La Musica? E’ stata una scelta abbastanza naturale. Anzi, direi che non si è trattato proprio di una scelta, la musica era parte della famiglia, un componente aggiunto. I miei primi ricordi d’infanzia sono infatti contrassegnati dalla presenza dalla musica: una chitarra, una tastiera, uno stereo, mio padre che suona e mia madre che canticchia. All’età di 11 anni, un rapido saluto agli amici delle elementari ed ero già sul primo autobus per Monopoli, città che ospita il Conservatorio al quale mio padre mi iscrisse e dove ho studiato per dieci lunghi anni diplomandomi in Organo. Era solo l’inizio. Ma anche quando a 21 anni pensavo di non poter vivere una vita di poche soddisfazioni e molte rinunce e sacrifici di ogni genere, sono andato avanti, semplicemente perché per me la Musica era e continua ad essere una ragione di vita imprescindibile. Le note sono sette, ma la musica è in grado di offrirci molto di più. Come qualsiasi espressione artistica, la musica affina la ragione, la musica educa, la musica combatte l’odio. Io sono stato
fortunato ad averla conosciuta sin dai primi anni di vita, ma non è assolutamente una condizione esclusiva. La musica è ad accesso limitato e a disposizione di tutti.
Il pianoforte … perché?
Studiandolo, durante il corso di Organo e in seguito per la crescente passione nei confronti del jazz, ho immediatamente provato un tale trasporto verso questo strumento che deciso di approfondire lasciando che diventasse così il mio strumento d’espressione artistica. Stimo molto chi si esibisce in recital pianistici di repertorio classico e di jazz: il pianoforte diventa quasi un prolungamento di te stesso, della tua anima.
Il jazz … perché?
Continuo ad ascoltare musica sinfonica, adoro la musica organistica, soprattutto Bach e la scuola organistica francese tardo romantica. Lo stesso vale per alcuni dei miei cantautori preferiti come Fabrizio De Andrè, Paolo Conte, Vinicio Capossela e Gianmaria Testa recentemente scomparso. Il jazz? Il jazz, nella sua accezione più ampia, contiene tutto il mio amore per la musica. Non ho mai avvertito l’urgenza di pensare al Jazz come un genere a sè. Il jazz per me è tutto quello che ascolto, tutto quello che ho voglia di comunicare, componendo o improvvisando. E poi, lo studio dei grandi compositori e improvvisatori afroamericani mi ha arricchito di mezzi interpretativi incredibili. La vera magia di questa autorevolissima cultura musicale è la capacità di rinnovarsi, di confondersi, di fissarsi in strutture e di liberarsene al tempo stesso. E’ stata capace di assorbire il tempo, le storie degli uomini, le tendenze artistiche e di farne qualcosa senza paragoni. Jazz bianco o nero, afro o europeo, che senso ha oggi discuterne in questi termini? E’ musica.

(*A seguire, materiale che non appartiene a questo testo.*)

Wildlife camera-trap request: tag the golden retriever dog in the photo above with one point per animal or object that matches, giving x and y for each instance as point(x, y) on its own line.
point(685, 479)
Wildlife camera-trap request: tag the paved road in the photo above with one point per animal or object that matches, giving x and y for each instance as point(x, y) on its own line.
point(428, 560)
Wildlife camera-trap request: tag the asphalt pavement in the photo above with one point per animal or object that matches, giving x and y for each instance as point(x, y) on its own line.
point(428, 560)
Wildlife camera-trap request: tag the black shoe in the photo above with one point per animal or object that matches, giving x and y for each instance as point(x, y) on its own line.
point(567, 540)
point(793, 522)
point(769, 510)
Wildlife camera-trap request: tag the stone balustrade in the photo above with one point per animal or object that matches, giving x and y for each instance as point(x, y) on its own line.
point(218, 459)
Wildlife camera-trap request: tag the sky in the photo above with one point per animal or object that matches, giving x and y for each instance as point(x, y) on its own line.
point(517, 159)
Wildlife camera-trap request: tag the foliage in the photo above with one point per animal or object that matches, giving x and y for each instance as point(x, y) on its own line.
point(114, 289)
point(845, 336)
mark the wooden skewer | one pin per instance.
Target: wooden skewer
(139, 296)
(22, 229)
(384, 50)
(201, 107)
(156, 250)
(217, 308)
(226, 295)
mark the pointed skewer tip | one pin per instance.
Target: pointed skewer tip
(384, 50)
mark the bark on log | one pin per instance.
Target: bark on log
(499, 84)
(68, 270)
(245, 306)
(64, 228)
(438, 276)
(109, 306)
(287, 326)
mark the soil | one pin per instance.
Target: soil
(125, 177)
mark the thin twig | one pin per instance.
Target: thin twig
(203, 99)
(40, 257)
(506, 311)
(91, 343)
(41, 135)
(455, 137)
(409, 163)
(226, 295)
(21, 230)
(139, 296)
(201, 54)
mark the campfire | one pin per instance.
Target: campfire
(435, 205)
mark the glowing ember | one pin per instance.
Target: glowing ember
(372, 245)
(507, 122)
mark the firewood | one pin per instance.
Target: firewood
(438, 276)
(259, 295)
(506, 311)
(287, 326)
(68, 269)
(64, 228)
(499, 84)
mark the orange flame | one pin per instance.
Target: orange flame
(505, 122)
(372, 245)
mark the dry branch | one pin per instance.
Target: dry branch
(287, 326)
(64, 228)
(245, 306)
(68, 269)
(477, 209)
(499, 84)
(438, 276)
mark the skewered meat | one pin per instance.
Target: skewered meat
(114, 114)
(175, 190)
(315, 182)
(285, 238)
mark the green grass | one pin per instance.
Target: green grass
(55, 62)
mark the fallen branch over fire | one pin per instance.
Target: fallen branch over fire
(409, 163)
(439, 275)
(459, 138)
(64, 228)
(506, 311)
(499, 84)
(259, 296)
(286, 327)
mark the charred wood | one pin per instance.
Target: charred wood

Suonare dal vivo … perché?
Le diverse condizioni sociali, la tecnologia e le difficoltà oggettive del settore musicale, hanno alterato pesantemente il significato che l’esecuzione dal vivo ha avuto nella storia della musica. Prima della nascita dell’incisione, della radio e della televisione il concerto era l’unica possibilità che i compositori avevano per presentare la loro musica ad un pubblico esigentissimo che viveva con stupore quel momento unico e irripetibile. Suonare dal vivo, per me, è un impulso incontrollabile, un voler dire più che un voler esserci.